HaloCHIP assays were performed according to the manufacturer's instructions (Promega, UK). HaloEBNA1 fusion protein-encoding plasmid was generated using PCR based cloning techniques, with pseudo-wild type EBNA1 (with deleted Gly/Ala repeat region) fused to HaloTag protein (N-terminal) in pFC14K-CMV backbone plasmid (Promega UK). 0.5 μg HaloEBNA1 plasmid was transfected per 10 cm² dish. Dishes were formaldehyde cross-linked 24 h post transfection before manufacturer's protocols were followed precisely.

PCR was performed using GoTaq Green Polymerase Mastermix (Promega UK). Primer sets for promoter regions were designed with the aid of literature searches for known promoter regions. All primer sets were based upon regions within 1 Kb upstream of transcriptional start sites. Exceptionally, primer sets for cellular pol III-transcribed genes tRNA^Tyr and 5S RNA were based, due to their intragenic promoters, on regions internal to the gene. 7SL RNA's promoter regions are both intragenic and upstream of the transcriptional start site therefore primer sets for both regions were used. Primer sets are listed in Table 1. The linear range of each PCR reaction was determined empirically through semi-quantitative PCR to determine experimental cycle numbers.
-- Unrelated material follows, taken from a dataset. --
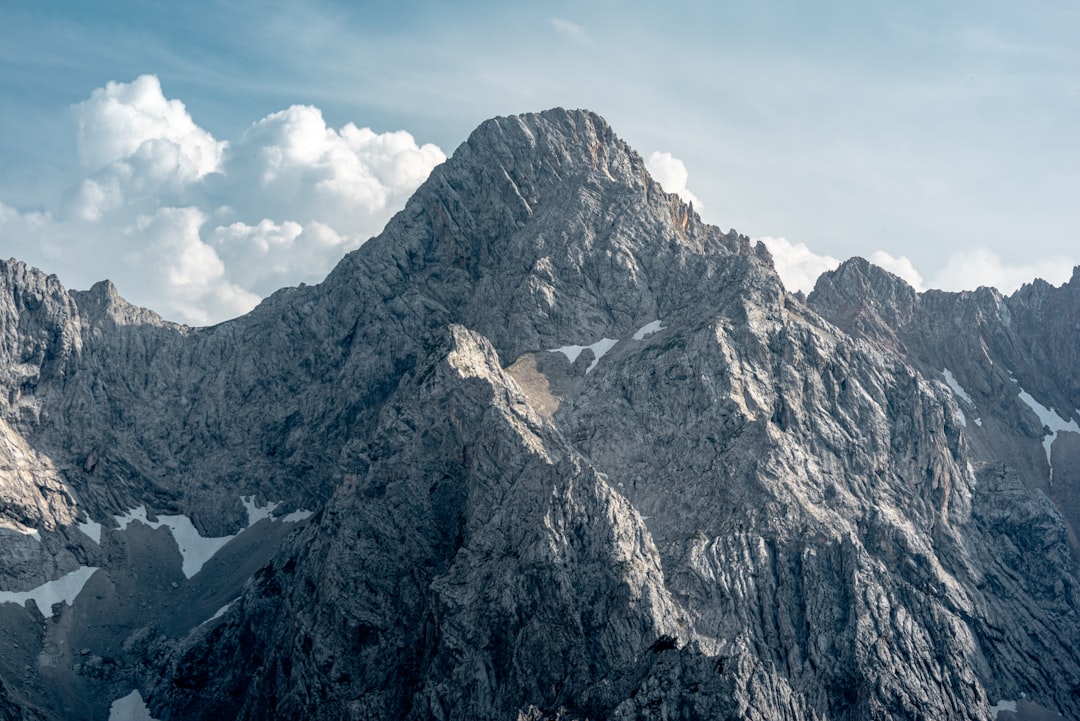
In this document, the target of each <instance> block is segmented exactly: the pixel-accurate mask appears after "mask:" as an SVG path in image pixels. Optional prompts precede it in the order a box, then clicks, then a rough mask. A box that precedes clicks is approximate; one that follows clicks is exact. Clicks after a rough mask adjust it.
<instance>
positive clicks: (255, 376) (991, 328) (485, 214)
mask: <svg viewBox="0 0 1080 721" xmlns="http://www.w3.org/2000/svg"><path fill="white" fill-rule="evenodd" d="M1078 353H1080V274H1074V277H1072V280H1071V281H1070V283H1068V284H1066V285H1065V286H1062V287H1059V288H1053V287H1051V286H1049V285H1047V284H1044V283H1041V282H1036V283H1035V284H1031V285H1029V286H1025V287H1024V288H1023V289H1021V290H1020V291H1017V293H1016V294H1014V295H1013V296H1010V297H1002V296H1001V295H1000V294H998V293H997V291H995V290H993V289H986V288H984V289H980V290H978V291H975V293H964V294H946V293H940V291H928V293H923V294H917V293H915V291H914V290H913V289H912V288H910V287H908V286H906V285H905V284H904V283H903V281H901V280H900V278H896V277H895V276H892V275H890V274H889V273H887V272H886V271H882V270H880V269H878V268H875V267H873V266H870V264H869V263H867V262H866V261H863V260H861V259H853V260H850V261H848V262H847V263H845V264H843V266H841V267H840V268H839V269H838V270H837V271H835V272H832V273H827V274H825V275H824V276H822V278H821V280H820V281H819V283H818V286H816V288H815V289H814V291H813V293H812V294H811V295H810V296H809V298H802V297H801V296H796V295H792V294H788V293H786V291H785V290H784V288H783V285H782V284H781V282H780V280H779V277H778V276H777V274H775V272H774V270H773V268H772V262H771V259H770V257H769V255H768V253H767V251H766V250H765V249H764V247H762V246H760V245H754V244H752V243H751V242H750V241H748V240H747V239H746V237H744V236H741V235H739V234H738V233H734V232H729V233H724V232H720V231H719V230H718V229H716V228H713V227H710V226H706V225H704V223H702V222H701V220H700V219H699V217H698V216H697V215H696V214H694V213H693V210H692V208H690V207H687V206H686V205H684V204H683V203H681V201H679V199H678V198H677V196H674V195H670V194H667V193H665V192H664V191H663V190H662V188H660V186H659V185H657V183H656V182H654V181H653V180H652V179H651V178H650V177H649V176H648V174H647V172H646V169H645V166H644V163H643V162H642V159H640V158H639V157H638V155H637V154H636V153H635V152H634V151H633V150H632V149H630V148H629V147H627V146H626V145H625V144H624V142H622V141H621V140H619V139H618V138H617V137H616V136H615V135H613V133H612V131H611V130H610V128H609V127H608V126H607V124H606V123H605V122H604V121H603V120H602V119H600V118H598V117H597V115H595V114H592V113H589V112H584V111H564V110H552V111H548V112H544V113H539V114H527V115H519V117H512V118H499V119H496V120H491V121H488V122H486V123H484V124H483V125H482V126H481V127H480V128H477V130H476V131H475V132H474V133H473V135H472V136H471V137H470V138H469V140H468V141H467V142H465V144H463V145H462V146H461V147H460V148H459V149H458V150H457V151H456V152H455V154H454V157H453V158H451V159H450V160H449V161H447V163H445V164H444V165H443V166H440V167H438V168H436V169H435V171H434V172H433V173H432V176H431V178H430V179H429V180H428V181H427V182H426V183H424V185H423V186H422V187H421V188H420V189H419V190H418V191H417V193H416V195H415V196H414V198H413V199H411V200H410V201H409V203H408V204H407V206H406V207H405V209H404V210H402V212H401V213H400V214H399V215H397V216H395V218H394V219H393V220H392V221H391V222H390V223H389V225H388V227H387V229H386V230H384V232H383V233H382V234H381V235H380V236H378V237H376V239H373V240H372V241H369V242H368V243H367V244H365V245H364V246H363V247H361V248H360V249H359V250H356V251H355V253H353V254H350V255H349V256H347V257H346V258H345V259H343V260H342V261H341V262H340V264H339V266H338V267H337V268H336V269H335V270H334V271H333V272H332V273H330V275H329V276H328V277H327V278H326V281H325V282H324V283H322V284H320V285H318V286H301V287H299V288H287V289H284V290H281V291H279V293H278V294H275V295H273V296H272V297H270V298H268V299H267V300H266V301H264V302H262V303H261V304H260V305H259V307H258V308H257V309H256V310H254V311H253V312H252V313H249V314H248V315H246V316H243V317H241V318H237V319H235V321H231V322H228V323H224V324H220V325H218V326H214V327H210V328H187V327H184V326H177V325H174V324H170V323H166V322H164V321H162V319H161V318H159V317H158V316H156V315H153V314H152V313H150V312H148V311H144V310H140V309H137V308H134V307H132V305H130V304H127V303H126V302H125V301H123V300H122V299H121V298H119V297H118V296H117V293H116V290H114V288H112V287H111V285H109V284H108V283H102V284H98V285H96V286H94V287H93V288H92V289H90V290H87V291H82V293H75V291H67V290H65V289H64V288H62V287H60V286H59V284H58V283H57V282H56V280H55V278H54V277H52V276H46V275H44V274H42V273H40V272H38V271H36V270H31V269H28V268H27V267H25V266H24V264H22V263H18V262H16V261H8V262H6V263H2V264H0V387H2V391H3V393H2V394H0V559H2V563H0V601H2V602H0V626H2V627H3V634H2V637H3V638H4V639H6V640H0V679H2V685H0V718H2V719H98V720H104V719H107V718H110V713H111V718H114V719H117V718H120V716H121V715H122V711H121V710H120V709H121V707H124V708H126V706H124V704H136V705H137V704H139V703H141V702H140V700H139V699H145V702H146V704H147V706H148V707H149V710H150V712H151V713H152V716H153V718H156V719H162V720H166V719H226V718H227V719H264V718H282V719H287V718H295V719H327V720H330V719H429V718H432V719H515V718H516V719H519V720H530V721H535V720H539V719H726V718H730V719H792V720H802V719H808V720H809V719H815V720H825V719H829V720H840V719H843V720H852V721H854V720H862V719H886V718H896V719H981V720H986V719H993V718H995V717H997V718H998V719H1007V718H1009V717H1010V716H1012V717H1013V718H1016V717H1015V713H1020V715H1022V716H1025V717H1026V718H1040V717H1039V716H1038V715H1040V713H1041V715H1043V717H1041V718H1056V717H1054V716H1051V715H1053V713H1061V715H1063V716H1065V717H1066V718H1080V650H1078V648H1077V647H1078V642H1080V615H1078V611H1080V594H1078V586H1077V571H1078V564H1077V558H1078V556H1077V550H1078V541H1077V539H1078V532H1080V491H1078V488H1080V426H1078V425H1077V423H1078V421H1080V411H1078V410H1077V409H1078V408H1080V373H1078V370H1080V358H1078ZM42 589H45V590H42ZM28 599H32V602H31V601H30V600H28ZM44 606H48V607H49V608H43V607H44ZM135 690H137V691H138V693H139V694H140V695H139V696H138V697H137V698H136V699H135V700H132V698H133V697H132V696H130V695H129V694H131V693H132V692H133V691H135ZM118 699H121V700H123V702H124V704H121V703H120V700H118ZM110 707H111V710H110ZM1013 709H1015V713H1014V711H1013Z"/></svg>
RNA for RT-PCR was reverse transcribed with Superscript III, (Invitrogen) following the manufacturer's protocol, using random primers (Promega UK). Resultant cDNA was then used for PCR reactions as above. Primers are listed in Table 2. Standard immunoblotting procedures [35] were used to detect total ATF-2, (mouse MAB1536, 1 mg/ml, Santa Cruz), mono- (Thr69) and dual-phosphorylated (Thr69/71) ATF-2 (mouse MAB1536 1 mg/ml, Cell Signaling Technology), EBNA1 (human serum, 1:500), actin (mouse AC-38, 1:20 000, Sigma). Immunoblotting for TFIIIC subunits was performed as described previously [29]. Immunohistochemical staining and EBER in situ hybridisation were performed on biopsies used in previous studies [59] and were conducted as described therein. For immunohistochemistry, antibody 3238 to TFIIIC-102 [29] was used at a dilution of 1:100 following standard techniques. Immunofluorescence was carried out on Ad/AH-Neo and -EBNA1 cells using standard procedures [35] with total ATF-2 antibody (mouse MAB1536, 0.5 mg/ml, Santa Cruz).

Densitometry was conducted on UV transilluminator images using ImageJ 1.37 V (http://​rsbweb.​nih.​gov/​ij/​). Bands were analysed in technical triplicate, normalising against background image levels and, if appropriate, internal controls. In all instances, densitometry was conducted in biological triplicate.

RT-qPCR for cellular genes was performed using ready synthesised Taqman primer and probe (FAM labelled) mixes purchased from Applied Biosystems (see Table 3). Each multiplexed RT-qPCR reaction consisted of 5 μl (50 ng) of cDNA, 1 μl of ABI test primers and probe mix, 0.5 μl of huGAPDH primer and probe (VIC labelled) mix, 10 μl of 2× sensimix (Quantace) and DEPC water to 20 μl. Reactions were performed in biological and technical triplicate and analysed on an ABI 7500 Fast Real-time PCR machine. Data were analysed using the 2^-ddCt method [60].

Full details of the protocol will be presented elsewhere (C. Hu et al., in preparation). Briefly, normal epithelial cells and EBV-positive NPC tumour cells were isolated by laser-capture microdissection from frozen biopsies. Total cellular RNA was extracted using a Qiagen RNEasy kit followed by amplification, labelling and hybridisation to Affymetrix U133 Plus2 arrays essentially as previously described [61]. After scanning, intensity values were analysed using GCOS software (Affymetrix).